Remember when we would declare New Year’s resolutions with conviction? I’m giving up smoking! I shall drink less! I shall murder less people! I don’t think we’ve ever approached a new year with such trepidation, desperately hoping 2020 won’t be repeated. Maybe I'll eat less cheese? I don't know, I don't want to over-commit. And yet . . . there has been plenty of positives. I didn’t think I’d be seeing out the year riding my motorbike into the beautiful countryside, reading about cocaine smuggling in Marching Powder, and about Neuroplasticity - remarkable tales of how the brain can heal itself - but it’s been a funny old year. I’ve escaped through books, and at last, escaped physically too.
Again, I’m taking advantage of my friend’s good nature to spend time on their property, going for walks whilst avoiding the fearsome Australian sunshine. Night walks in a place famous for having 21 of the 25 most venomous snakes in the world – should be fine, right? Talking of statistics, out of interest I thought I’d drag out some of my own for 2020: I’ve spent almost a hundred days in the gym or working out, with remarkably little effect which is quite an achievement in itself; I’ve consumed 53 books; I’ve written 28 blog posts; posted 12 motorbike articles; had a motorcycle write-up published; walked 4.56 million steps (3,553 km); and taken zero days off sick. I’ve finally fixed long-standing shoulder and wrist injuries, and I’m consuming far more fruit and vegetables than ever before, giving meat the elbow several days a week.

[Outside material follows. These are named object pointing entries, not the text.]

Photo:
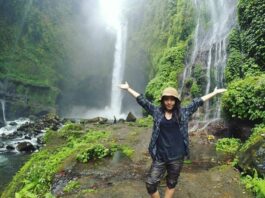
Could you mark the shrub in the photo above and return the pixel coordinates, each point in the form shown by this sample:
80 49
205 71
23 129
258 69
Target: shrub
245 98
228 145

And lastly, I’ve entered numerous photo competitions – won zero, before you ask! All seem extremely selfish pursuits but perhaps a year of me-me-meeee hasn’t been a bad thing, for me at least. I have also helped prop up entire tea-plantations. Cups of cha consumed for the year? About 14 billion.
What will next year hold? Zombies, probably. I’ve registered with a couple of charities so will see if I can get involved in more philanthropic work. Despite the many challenges of 2020, I remain extremely grateful for everything - my friends, family, health and work. Whatever trials lay ahead, most of which I cannot control, I shall try to make the best of it. And I hope you will too.
Much love for 2021, I wish you and yours health, wealth and happiness. And many cups of tea. And hopefully no zombies.
. . . at least there is good news in the music charts! If you haven’t listened to Boris Johnson is a Fu**ng C**t, it’s . . . emotional. Even the band are called The K**nts, so I’m not sure how radio or television are even reporting it. It can’t exactly be ignored – it’s at number eight! Just when you give up on a country . . .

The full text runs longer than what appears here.